Bernard Kohn a tout de même eu l’intelligence de créer une architecture évolutive car la vie ne se passe pas toujours comme on le souhaiterait. Chaque logement muni de deux portes d’entrée, peut être divisé en deux. « Cela s’est révélé très utile lorsque certains ont divorcé », ironise Catherine. L’intimité de chaque famille est respectée mais l’échange entre eux se fait naturellement et les lieux communs sont investis sans modération.
L’échec majeur reste l’intégration dans le quartier. Alors que la genèse de leur projet se basait sur le partage, celui-ci n’est vrai qu’à l’échelle de leur habitat, devenu, peut-être, « un îlot de riches au sein d’un quartier pauvre ». Quelques personnes ont intégré les associations du quartier, mais le mélange s’arrête là. Catherine s’inquiète également pour les plus jeunes, les derniers ados, qui semblent ne pas vouloir sortir du cocon. « C’est comme s’ils étaient maintenus dans l’enfance et que l’extérieur, Paris, leur faisait peur. »

Et maintenant ?

Le foncier est aujourd’hui de plus en plus cher et les promoteurs mettent la main sur la moindre parcelle. De nombreuses personnes rallient ce courant afin de concevoir un habitat et un mode de vie qui leur correspondent. L’envie de recréer un village « de partage » entre les individus et de vivre dans une architecture pensée est bien réelle.

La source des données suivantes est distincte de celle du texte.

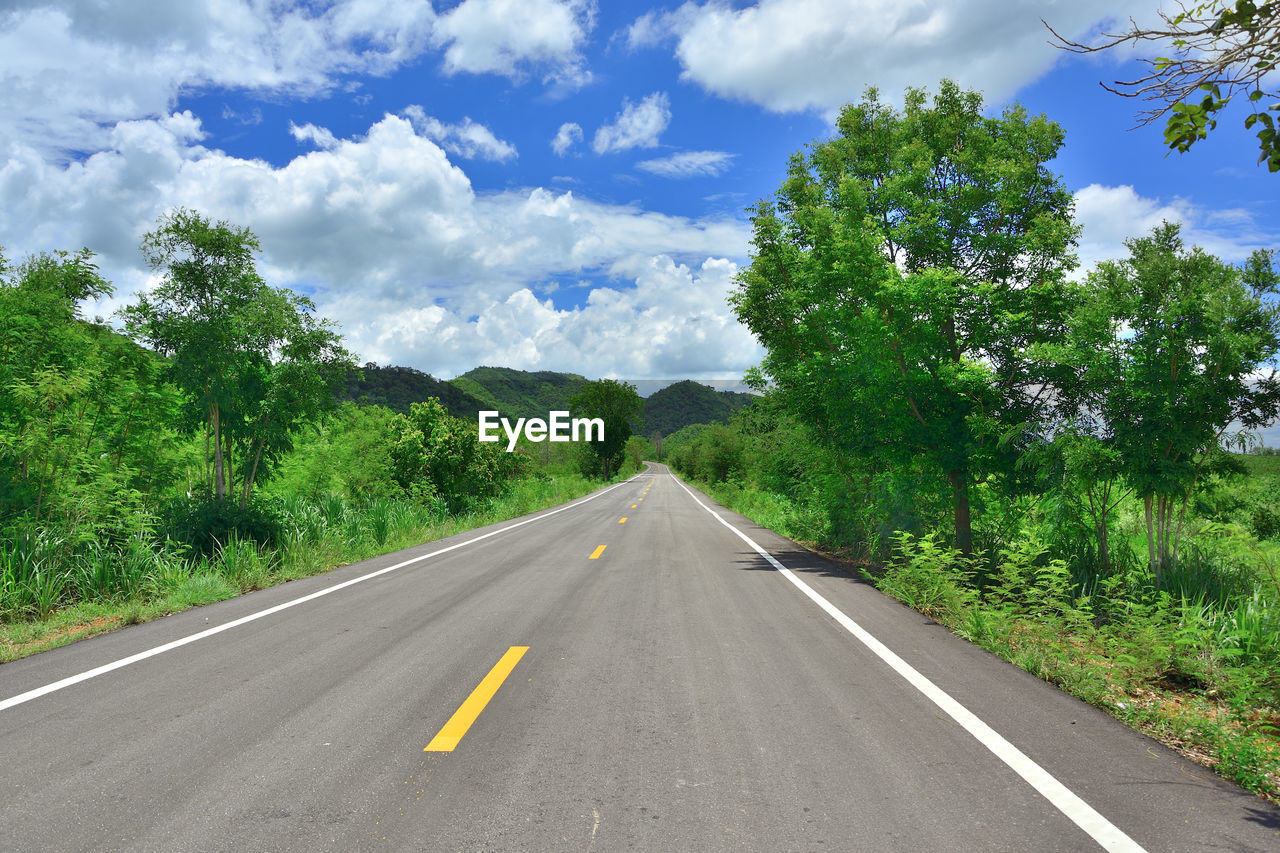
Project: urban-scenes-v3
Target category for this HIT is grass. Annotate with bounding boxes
[675,468,1280,803]
[0,475,602,662]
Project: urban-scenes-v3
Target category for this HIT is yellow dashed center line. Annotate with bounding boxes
[422,646,529,752]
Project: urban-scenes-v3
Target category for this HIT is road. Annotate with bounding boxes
[0,466,1280,850]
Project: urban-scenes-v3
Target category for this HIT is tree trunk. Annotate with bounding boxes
[209,402,227,501]
[1142,494,1160,576]
[241,439,264,510]
[1097,516,1111,575]
[947,471,973,556]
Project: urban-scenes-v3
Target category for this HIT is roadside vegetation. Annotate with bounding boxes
[0,210,635,661]
[654,81,1280,798]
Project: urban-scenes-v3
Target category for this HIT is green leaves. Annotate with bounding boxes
[122,209,355,505]
[568,379,644,479]
[730,81,1078,548]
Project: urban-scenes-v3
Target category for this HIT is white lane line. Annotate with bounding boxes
[0,474,639,711]
[672,475,1144,853]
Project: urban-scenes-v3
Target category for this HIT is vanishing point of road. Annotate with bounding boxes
[0,465,1280,852]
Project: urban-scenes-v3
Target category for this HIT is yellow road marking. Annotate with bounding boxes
[422,646,529,752]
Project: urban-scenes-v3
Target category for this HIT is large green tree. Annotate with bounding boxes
[1060,223,1280,580]
[731,81,1076,551]
[0,250,180,542]
[123,209,355,505]
[568,379,644,479]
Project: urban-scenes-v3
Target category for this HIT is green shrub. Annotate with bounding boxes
[157,497,282,557]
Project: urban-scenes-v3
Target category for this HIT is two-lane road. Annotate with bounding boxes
[0,466,1280,850]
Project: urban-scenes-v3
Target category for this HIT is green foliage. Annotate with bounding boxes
[449,368,586,420]
[343,362,491,420]
[0,250,189,542]
[1046,223,1280,576]
[266,402,404,501]
[157,494,282,557]
[389,398,527,512]
[1053,0,1280,172]
[877,533,977,617]
[643,379,755,435]
[568,379,644,480]
[731,81,1076,551]
[122,209,355,505]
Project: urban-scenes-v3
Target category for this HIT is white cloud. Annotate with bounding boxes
[645,0,1151,113]
[1075,183,1280,275]
[353,255,763,378]
[404,105,516,163]
[0,0,435,152]
[431,0,595,86]
[0,113,755,377]
[289,122,338,151]
[552,122,582,156]
[636,151,736,178]
[591,92,671,154]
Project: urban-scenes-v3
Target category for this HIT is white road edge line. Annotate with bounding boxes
[0,474,640,711]
[672,475,1146,853]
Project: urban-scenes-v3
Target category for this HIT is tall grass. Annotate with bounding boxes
[0,474,600,661]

L’association aide ces groupes à se former et à appréhender la démarche. Elle se nomme désormais Eco Habitat Groupé. Les valeurs restent les mêmes ; sont venues s’y ajouter les problématiques de l’habitat sain et du respect de l’environnement. Prendre part à ce type de projets est un engagement fort, fondé sur des valeurs communes et demande investissements et conciliations. Au-delà des doutes et des prises de bec, il s’agit de franchissement d’étape et d’une aventure humaine extraordinaire. Catherine confirme : « ces 5 ans de réflexions restent l’un de mes meilleurs souvenirs ».